Thanks a lot for the help
This is from Jackson Product Catalog, technical information: "Never block with normal serum or IgG from the host species of the primary antibody when a labeled secondary antibody is used. If immunoglobulins in the serum bind nonspecifically to the specimen of interest, they will be recognized by the labeled secondary antibody, resulting in higher background..... BSA and dry milk may contain bovine IgG. Secondary Ab directed against bovine, goat, horse, or sheep react with bovine IgG. Therefore, use of BSA or dry milk to block or dilute these antibodies may sinificantly increase background staining and reduce antibody titer. For blocking, normal serum (5%v/v) from the host species of the secondary antibody is recommended"
As for us, since we mostly use mouse or rabbit primary Ab with goat secondary antibody, the antibody diluting buffer always have BSA and FBS, sometimes (the good ones) will also have goat serum. We have never done blocking step, though, always after permeablization we go straight to primary Ab incubation. No problem for us.
We use FBS/NGS for blocking even if the secondary is rabbit or mouse or even goat or donkey.
Don't you get nonspecific binding when you use NGS for the secondary antibody like rabbit anti goat? I was thinking that the goat IgG in the goat serum binds to the sticky sites and results in a higher background.
Don't you get nonspecific binding when you use NGS for the secondary antibody like rabbit anti goat? I was thinking that the goat IgG in the goat serum binds to the sticky sites and results in a higher background.
Somehow we didnt have a problem. No explanations though.
i keep it specific
avidin/biotin block when i use avidin biotin
goat block when i use goat anti ... secondary
rabbit block when i use rabbit anti ... secondary
the same for donkey, horse etc
and i do wash between every step (only short washes to prevent mixing of chemicals)
dom
we use ngs/bsa in pbs for block and ngs in pbst for diluting abs. our abs are mouse monos, rabbit polys and goat antimouse or rabbit for secondaries.

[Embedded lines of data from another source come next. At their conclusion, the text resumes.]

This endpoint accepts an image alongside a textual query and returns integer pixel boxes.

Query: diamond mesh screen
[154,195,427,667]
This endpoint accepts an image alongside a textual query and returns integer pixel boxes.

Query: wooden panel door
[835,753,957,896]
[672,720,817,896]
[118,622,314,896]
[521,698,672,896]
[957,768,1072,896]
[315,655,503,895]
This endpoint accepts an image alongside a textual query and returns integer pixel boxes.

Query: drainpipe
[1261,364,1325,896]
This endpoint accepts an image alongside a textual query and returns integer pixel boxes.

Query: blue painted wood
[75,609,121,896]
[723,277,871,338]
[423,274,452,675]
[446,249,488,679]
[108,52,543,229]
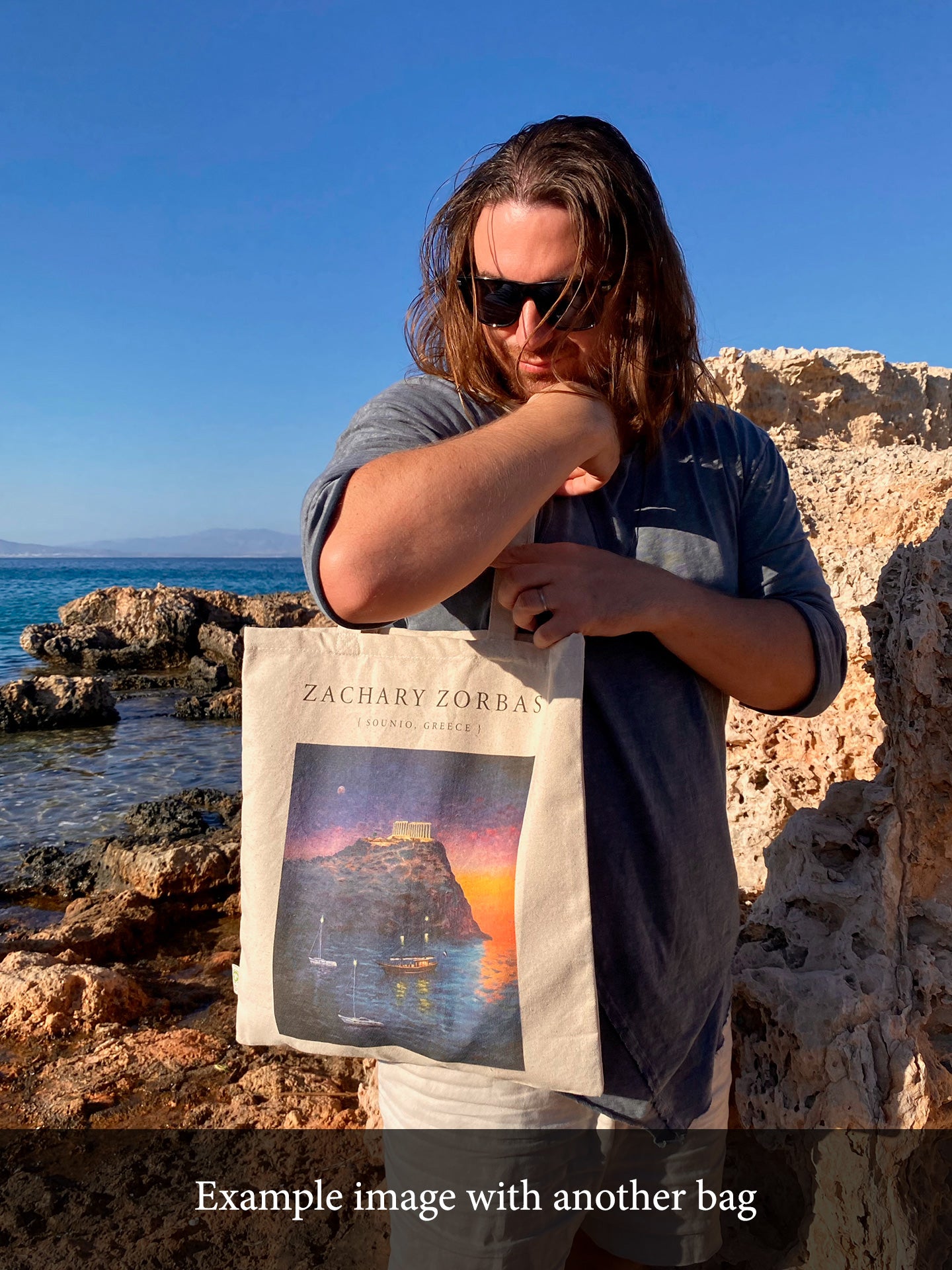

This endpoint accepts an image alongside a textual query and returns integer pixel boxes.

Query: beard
[490,334,588,402]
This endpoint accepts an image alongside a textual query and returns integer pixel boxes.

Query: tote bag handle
[489,516,537,639]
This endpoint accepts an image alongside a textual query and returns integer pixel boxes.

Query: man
[302,117,846,1263]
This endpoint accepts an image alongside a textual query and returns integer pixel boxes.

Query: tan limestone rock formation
[0,952,149,1039]
[735,503,952,1129]
[707,348,952,450]
[707,348,952,894]
[98,833,240,899]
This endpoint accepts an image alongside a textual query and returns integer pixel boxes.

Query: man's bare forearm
[320,392,617,624]
[653,578,816,710]
[495,542,816,710]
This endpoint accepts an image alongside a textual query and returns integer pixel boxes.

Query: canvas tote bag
[237,546,603,1096]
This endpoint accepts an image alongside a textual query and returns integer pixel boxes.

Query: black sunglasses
[457,273,614,330]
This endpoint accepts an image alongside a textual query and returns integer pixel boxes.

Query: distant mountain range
[0,530,301,560]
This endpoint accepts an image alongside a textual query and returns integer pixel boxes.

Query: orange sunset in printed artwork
[274,744,533,1070]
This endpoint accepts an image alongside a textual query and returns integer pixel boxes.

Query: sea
[0,558,307,880]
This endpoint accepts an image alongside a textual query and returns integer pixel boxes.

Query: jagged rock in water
[0,675,119,732]
[175,689,241,719]
[11,843,103,899]
[124,788,241,842]
[20,583,333,687]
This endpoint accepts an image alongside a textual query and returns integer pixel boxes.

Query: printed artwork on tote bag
[273,744,533,1071]
[237,581,603,1096]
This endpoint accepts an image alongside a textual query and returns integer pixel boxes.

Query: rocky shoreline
[0,583,331,732]
[0,788,372,1129]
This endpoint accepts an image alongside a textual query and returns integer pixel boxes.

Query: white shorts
[378,1020,731,1270]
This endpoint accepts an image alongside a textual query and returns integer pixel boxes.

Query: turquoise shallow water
[0,559,306,878]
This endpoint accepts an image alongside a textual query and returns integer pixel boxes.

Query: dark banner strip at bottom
[0,1129,952,1270]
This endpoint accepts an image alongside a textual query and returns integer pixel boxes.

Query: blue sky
[0,0,952,542]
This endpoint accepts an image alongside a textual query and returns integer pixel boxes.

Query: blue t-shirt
[302,376,847,1129]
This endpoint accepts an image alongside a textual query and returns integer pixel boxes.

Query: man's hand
[494,542,816,711]
[493,542,678,648]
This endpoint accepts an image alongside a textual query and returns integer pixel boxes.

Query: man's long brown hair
[406,114,716,448]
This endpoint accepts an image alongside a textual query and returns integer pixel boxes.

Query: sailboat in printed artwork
[338,958,383,1027]
[307,913,338,972]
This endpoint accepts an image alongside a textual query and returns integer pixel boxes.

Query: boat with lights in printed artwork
[377,917,446,974]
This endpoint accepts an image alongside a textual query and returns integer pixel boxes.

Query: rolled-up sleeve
[301,377,490,628]
[738,424,847,718]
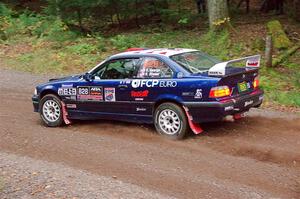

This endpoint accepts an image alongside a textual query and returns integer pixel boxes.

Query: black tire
[39,94,63,127]
[154,102,189,140]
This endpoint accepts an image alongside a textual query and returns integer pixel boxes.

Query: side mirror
[82,73,94,82]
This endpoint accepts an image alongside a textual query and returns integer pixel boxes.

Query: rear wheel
[39,94,63,127]
[154,103,189,140]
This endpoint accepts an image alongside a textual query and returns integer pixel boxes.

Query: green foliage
[110,35,138,50]
[0,4,77,42]
[267,20,292,49]
[67,43,97,55]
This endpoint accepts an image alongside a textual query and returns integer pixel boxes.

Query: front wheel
[39,94,63,127]
[154,103,189,140]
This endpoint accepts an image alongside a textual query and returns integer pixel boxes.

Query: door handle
[118,85,128,88]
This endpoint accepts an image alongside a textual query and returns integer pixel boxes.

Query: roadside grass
[0,30,300,107]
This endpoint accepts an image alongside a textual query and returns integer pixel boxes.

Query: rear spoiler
[208,55,260,76]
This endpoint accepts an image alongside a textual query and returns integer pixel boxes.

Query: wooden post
[265,35,273,67]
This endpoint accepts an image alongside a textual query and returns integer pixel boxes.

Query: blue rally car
[32,48,263,139]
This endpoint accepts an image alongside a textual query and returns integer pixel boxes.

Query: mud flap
[183,106,203,135]
[60,101,71,125]
[233,113,245,120]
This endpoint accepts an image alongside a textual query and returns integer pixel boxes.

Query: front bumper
[184,90,263,123]
[32,95,40,112]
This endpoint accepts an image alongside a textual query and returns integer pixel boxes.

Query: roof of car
[111,48,198,58]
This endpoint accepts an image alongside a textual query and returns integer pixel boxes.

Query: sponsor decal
[136,107,147,111]
[57,87,76,96]
[131,79,177,88]
[66,104,77,108]
[130,90,149,97]
[194,89,202,99]
[182,92,194,96]
[77,86,103,101]
[224,106,234,111]
[140,68,161,78]
[104,88,116,102]
[120,80,131,84]
[244,100,253,107]
[246,60,259,67]
[61,84,73,88]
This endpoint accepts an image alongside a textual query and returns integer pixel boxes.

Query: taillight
[209,86,230,98]
[253,76,259,89]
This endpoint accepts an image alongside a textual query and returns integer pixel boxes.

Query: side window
[137,57,173,78]
[96,59,139,79]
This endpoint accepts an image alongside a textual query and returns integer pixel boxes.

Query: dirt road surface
[0,69,300,199]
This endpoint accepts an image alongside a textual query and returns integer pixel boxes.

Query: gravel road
[0,69,300,199]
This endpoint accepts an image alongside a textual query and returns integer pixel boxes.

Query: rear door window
[137,57,173,78]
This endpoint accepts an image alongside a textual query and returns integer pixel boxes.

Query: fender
[60,101,71,125]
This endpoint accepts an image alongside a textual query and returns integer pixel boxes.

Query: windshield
[170,51,220,73]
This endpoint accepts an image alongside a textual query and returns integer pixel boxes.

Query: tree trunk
[265,35,273,68]
[207,0,229,30]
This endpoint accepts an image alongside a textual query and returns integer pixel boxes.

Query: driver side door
[77,58,140,119]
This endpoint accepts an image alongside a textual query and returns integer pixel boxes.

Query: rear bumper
[32,95,40,112]
[183,90,263,123]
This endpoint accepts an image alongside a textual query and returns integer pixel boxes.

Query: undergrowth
[0,4,300,107]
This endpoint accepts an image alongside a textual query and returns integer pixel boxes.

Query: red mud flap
[233,113,245,120]
[61,101,71,125]
[183,106,203,135]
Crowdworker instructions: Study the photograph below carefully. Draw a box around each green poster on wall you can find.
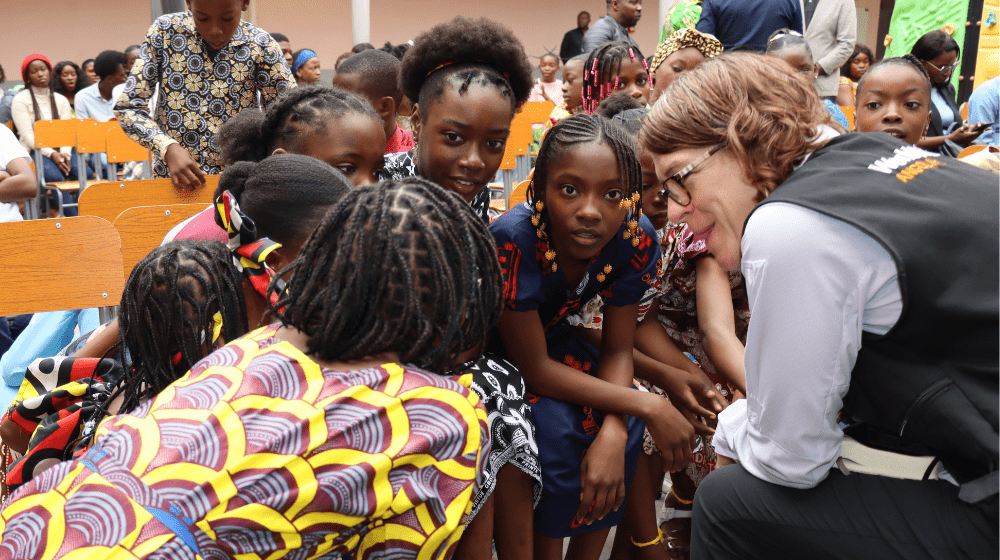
[885,0,969,89]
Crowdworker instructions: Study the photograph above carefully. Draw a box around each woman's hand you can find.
[573,426,624,526]
[163,144,205,190]
[49,151,73,175]
[643,393,697,472]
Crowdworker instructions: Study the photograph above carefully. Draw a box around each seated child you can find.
[0,179,501,560]
[333,49,416,154]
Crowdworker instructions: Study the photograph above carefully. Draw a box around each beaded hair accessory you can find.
[649,27,722,74]
[215,191,285,304]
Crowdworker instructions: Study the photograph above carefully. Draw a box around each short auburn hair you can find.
[639,53,832,196]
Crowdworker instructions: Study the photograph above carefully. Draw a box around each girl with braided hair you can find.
[582,41,649,113]
[0,241,247,488]
[0,179,494,560]
[383,16,534,220]
[490,111,695,560]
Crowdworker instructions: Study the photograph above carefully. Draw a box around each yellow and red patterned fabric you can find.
[0,325,489,560]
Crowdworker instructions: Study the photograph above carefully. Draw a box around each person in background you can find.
[837,43,875,107]
[802,0,858,102]
[76,51,125,122]
[115,0,295,188]
[649,27,722,107]
[559,12,590,64]
[49,60,90,118]
[528,52,563,107]
[767,29,849,132]
[80,58,100,84]
[333,49,416,154]
[910,29,982,157]
[271,33,295,70]
[583,0,642,54]
[695,0,802,52]
[969,76,1000,146]
[125,45,141,74]
[292,49,322,86]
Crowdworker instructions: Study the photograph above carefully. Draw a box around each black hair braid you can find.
[399,16,534,118]
[271,177,502,373]
[218,86,384,165]
[854,53,933,106]
[214,154,353,246]
[581,41,649,113]
[527,114,642,231]
[105,241,248,420]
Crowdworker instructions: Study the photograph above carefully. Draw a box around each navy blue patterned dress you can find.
[490,203,660,538]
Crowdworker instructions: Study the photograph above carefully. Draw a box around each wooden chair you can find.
[31,119,81,220]
[114,204,205,278]
[958,144,987,159]
[840,105,854,132]
[0,216,125,321]
[76,119,119,184]
[80,175,219,222]
[105,126,153,181]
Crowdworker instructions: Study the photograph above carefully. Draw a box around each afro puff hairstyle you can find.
[399,16,534,118]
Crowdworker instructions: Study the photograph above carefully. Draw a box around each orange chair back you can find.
[114,204,205,278]
[35,119,80,148]
[0,216,125,315]
[80,175,219,222]
[105,126,149,163]
[76,119,120,154]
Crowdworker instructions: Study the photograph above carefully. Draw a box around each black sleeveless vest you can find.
[758,134,1000,502]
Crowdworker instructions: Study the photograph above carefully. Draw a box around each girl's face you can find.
[542,142,627,262]
[653,148,760,270]
[59,64,77,93]
[538,55,559,83]
[639,149,670,229]
[274,113,385,187]
[295,56,320,85]
[618,58,649,107]
[849,53,872,82]
[28,60,51,87]
[563,60,583,111]
[771,47,816,87]
[83,62,101,84]
[854,65,931,144]
[649,47,705,105]
[410,82,513,202]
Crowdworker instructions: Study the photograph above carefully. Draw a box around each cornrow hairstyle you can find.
[271,177,502,372]
[337,49,403,105]
[49,60,90,95]
[765,27,813,56]
[217,85,384,165]
[399,16,535,119]
[213,154,353,246]
[840,43,875,78]
[854,54,933,107]
[111,241,248,413]
[527,113,642,232]
[594,91,642,119]
[581,41,649,113]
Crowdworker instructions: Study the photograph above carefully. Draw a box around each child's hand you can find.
[163,144,205,190]
[573,426,624,526]
[643,393,697,472]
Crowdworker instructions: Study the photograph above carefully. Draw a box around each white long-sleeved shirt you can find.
[713,202,902,488]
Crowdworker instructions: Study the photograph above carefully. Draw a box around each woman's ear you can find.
[410,103,423,142]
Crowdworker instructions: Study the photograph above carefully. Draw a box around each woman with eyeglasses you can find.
[639,53,1000,560]
[910,29,986,156]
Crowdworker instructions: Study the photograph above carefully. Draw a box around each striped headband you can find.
[649,27,722,74]
[292,49,316,74]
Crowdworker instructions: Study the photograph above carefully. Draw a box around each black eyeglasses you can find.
[924,60,958,74]
[660,144,722,206]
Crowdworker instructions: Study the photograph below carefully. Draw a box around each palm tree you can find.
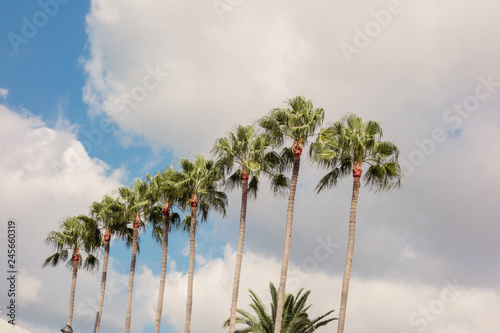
[212,125,287,333]
[42,217,101,327]
[223,283,337,333]
[88,195,131,333]
[174,155,227,333]
[259,96,325,333]
[147,168,180,333]
[311,114,403,333]
[118,179,150,333]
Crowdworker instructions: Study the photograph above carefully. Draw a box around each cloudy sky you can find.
[0,0,500,333]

we used to wash after blocking until we realized that it made no difference except to shorten the procedure if we didn't. so, now we don't.
I have always blocked in 5% BSA/PBS and will briefly rinse my slides in PBS before starting primary antibody. Doesn't matter though since I dilute my antibodies in the blocking BSA/PBS. I've only worked with mouse and rabbit antibodies previously but am starting to work with a third stain with a goat antibody. I didn't think about the potential for cross-reactivity to the BSA. Any other ideas for blocking? Milk doesn't seem to do much good for IF and I've tried fish skin gelatin but it's even worse than milk.
Actually I have used goat primary Ab before with the same FDB containing BSA and FBS and it still works for me. However, if you want to be careful, then use the serum of your secondary Ab to block.